The reasons which lead a woman to conceive are many and varied. In our society, women sometimes display the need for unconditional love and dependency. The necessity to assert her stake as an adult, even if this is only physical, and she in unprepared for pregnancy.

The male rarely speaks about the pride of fatherhood. About the support and nurture he should provide. Rather, he generally speaks as if he is detached. Him get a youth. Someone has given him something. No upfront joy or celebration about the creation of new offspring. No sense of anything except pride that he has added to the number of babymothers.

It is against this background that birth generally takes place in Jamaica. The majority of births are to single women who are destined to remain single. They have the children so as not to be lonely. The baby is all their own, and in the course of having her lot, she is fulfilling some destiny.

Enter the male. The man, who predominantly speaks in religious terms, is ready to pontificate. The man claims pride of paternity, but makes very few plans to contribute economically. The man spouts nonsense that birth control is a plan to kill black people. The man boasts of multiple babymothers and some children whose names he does not know.

The man fails to be named on the birth certificate of the newborn. Yet he wants to lay down the dictate. You must have my yute!

THEOCRACY REARS ITS HEAD

This is the environment the woman must deal with. Her environment is ringing with exhortations that abortion is murder. Yet no one has conclusively established to the satisfaction of the scientific community that life begins at conception. We have no definite test of the time the foetus will be viable outside the womb.

Here, theocracy rears its head, with parsons at the ready to declare what the Bible says or infers. "We are a Christian country!" Yet I am unaware (and would love to be educated otherwise) of any church group, aside from Father Ho Lung's, that has an organised adoption process for mothers who wish to put the newborn for adoption.

The prospect of this country becoming a theocracy is troubling. Religious selectivity is the norm. The Commandments state: "Thou shall not kill." Yet we kill more than 1,000 persons annually and still proclaim our Christian affiliation. We may nominally be a Christian nation, but show very little charity towards each other.

Yet the 'bull' (papal, that is) edits flow as to matters of intimacy.
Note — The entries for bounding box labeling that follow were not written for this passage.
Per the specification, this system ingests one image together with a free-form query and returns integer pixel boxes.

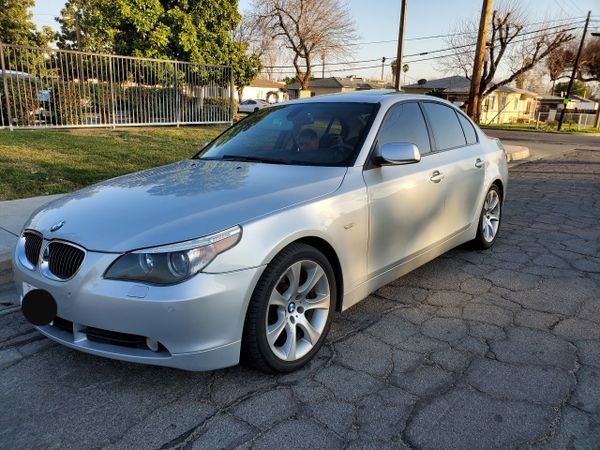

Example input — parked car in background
[238,99,270,113]
[14,91,508,372]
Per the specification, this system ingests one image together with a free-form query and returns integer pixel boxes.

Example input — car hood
[25,160,346,252]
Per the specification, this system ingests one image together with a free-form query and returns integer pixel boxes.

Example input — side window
[377,103,431,154]
[423,102,467,150]
[456,113,477,145]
Abstention before marriage! No to condoms! No to the termination of unwanted pregnancy! They offer platitudes: "God will provide" yet the children are uncared for and hungry. No manna from wherever.

What of the woman's choice? Who best knows her circumstances? Sometimes the crisis may find root in casual sex. Yes, it happens. Or she may be in a troubled relationship.
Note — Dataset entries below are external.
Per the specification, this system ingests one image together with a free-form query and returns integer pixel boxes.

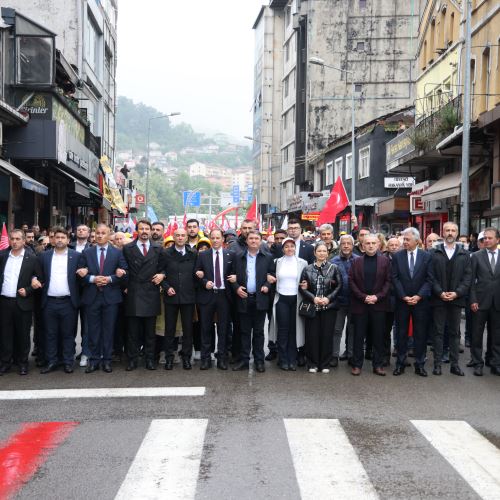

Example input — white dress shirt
[47,249,71,297]
[1,249,24,299]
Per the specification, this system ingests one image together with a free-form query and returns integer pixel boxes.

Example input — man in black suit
[37,227,81,374]
[79,224,127,373]
[0,229,41,375]
[470,227,500,376]
[162,228,196,370]
[392,227,432,377]
[229,231,275,373]
[196,229,232,370]
[123,219,165,371]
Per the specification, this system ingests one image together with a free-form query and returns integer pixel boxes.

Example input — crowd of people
[0,219,500,377]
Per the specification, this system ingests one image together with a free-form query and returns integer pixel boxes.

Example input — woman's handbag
[299,300,316,318]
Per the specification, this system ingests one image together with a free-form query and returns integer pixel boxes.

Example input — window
[345,153,352,179]
[358,146,370,179]
[325,161,334,186]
If the woman is in a stable, committed relationship, she will likely eagerly anticipate the birth. Blue or pink, wanted and welcome.

But if that's not the circumstance, truly, the woman alone has stark choices. Break the law and have an abortion. Give birth and abandon the newborn, perhaps in any pit latrine. Carry to full term and add to the family's burden. Hope for the father's support through his family. Go ahead struggle and cope the best she can.
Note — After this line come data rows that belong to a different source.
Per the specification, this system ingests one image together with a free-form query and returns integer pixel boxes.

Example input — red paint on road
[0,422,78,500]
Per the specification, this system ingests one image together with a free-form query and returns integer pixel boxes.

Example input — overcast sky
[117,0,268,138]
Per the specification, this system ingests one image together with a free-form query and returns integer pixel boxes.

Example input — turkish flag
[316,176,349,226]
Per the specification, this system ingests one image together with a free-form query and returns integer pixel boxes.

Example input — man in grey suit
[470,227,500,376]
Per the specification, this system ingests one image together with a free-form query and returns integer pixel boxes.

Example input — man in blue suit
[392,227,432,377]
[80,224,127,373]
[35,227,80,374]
She must make the choice. It is never going to be easy. Termination of a pregnancy comes with emotional burden, shame and, sometimes, rejection.

There is no certainty as to when the foetus is viable. The advancement of medical science is constantly improving the odds for the survival of preemies. One must expect that if the decision is made to terminate the pregnancy, sufficient current information would be available to the mother.

One has to expect the decision to abort would be made early in the pregnancy. It is not a decision she would take lightly. Abortion should not become a birth-control technique. It carries its own medical risks and woes related to the ability to conceive in the future. However, in Jamaica, the choice of should belong solely to the woman, no one else!